One possible explanation for the role of MRE11, RAD50, and XRS2 in SSR could be that these recombination events resemble MRE11-, RAD50-, and XRS2-dependent NHEJ. Other laboratories have shown that DNA fragments and plasmids can be inserted into the genome by using little, if any, homology (31, 39, 59). DNA sequence analysis of recombination junctions revealed that most insertion events involve 1 to 4 bp of homology between the ends of the fragment and the genome, similar to a predominant class of NHEJ events. In addition, these events are dramatically reduced in rad50 -null mutants (62), indicating that RAD50, and perhaps MRE11 and XRS2, is required for insertion of DNA molecules into the genome by using very short lengths of homology.

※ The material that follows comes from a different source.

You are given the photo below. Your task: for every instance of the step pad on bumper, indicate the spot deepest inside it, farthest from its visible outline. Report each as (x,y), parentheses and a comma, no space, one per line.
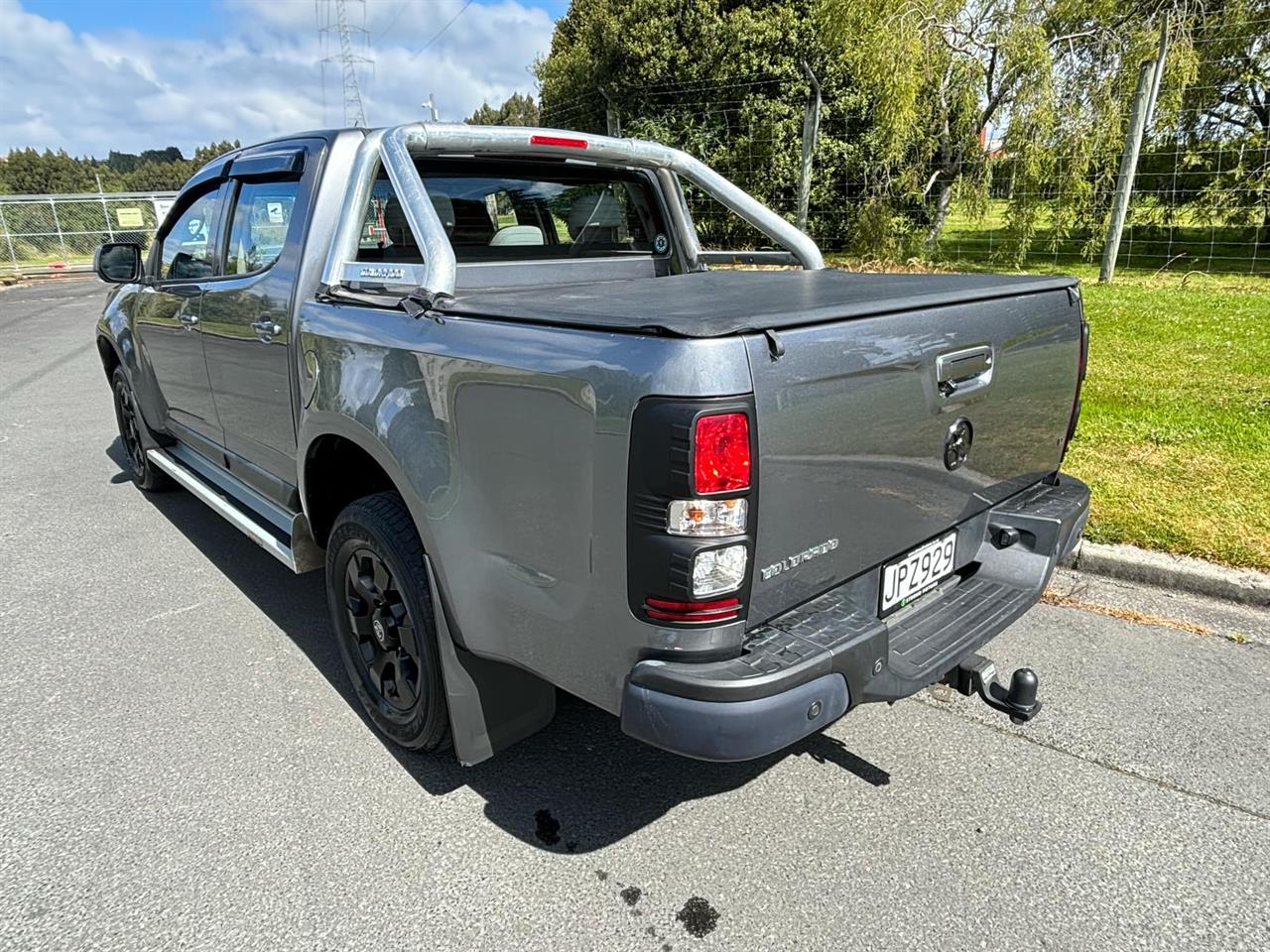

In order to ascertain whether NHEJ is involved in SSR, we performed DNA fragment insertion assays with NHEJ-defective hdf1- and dnl4-null mutant strains. The H/K ratios obtained with the mutants were similar to the wild-type ratio and nearly indistinguishable from each other (Fig. 3). The mutant ratios were slightly (two- to threefold) reduced with the smallest fragment, suggesting that NHEJ makes, at most, a very small contribution to our SSR events. Therefore, the roles played by MRE11, RAD50, and XRS2 in SSR may not be related to their roles in NHEJ. Interestingly, the H/K ratios obtained with the largest fragment were slightly (twofold) elevated in the hdf1 and dnl4 strains, indicating that NHEJ subtly inhibits recombination between longer sequences in our assay.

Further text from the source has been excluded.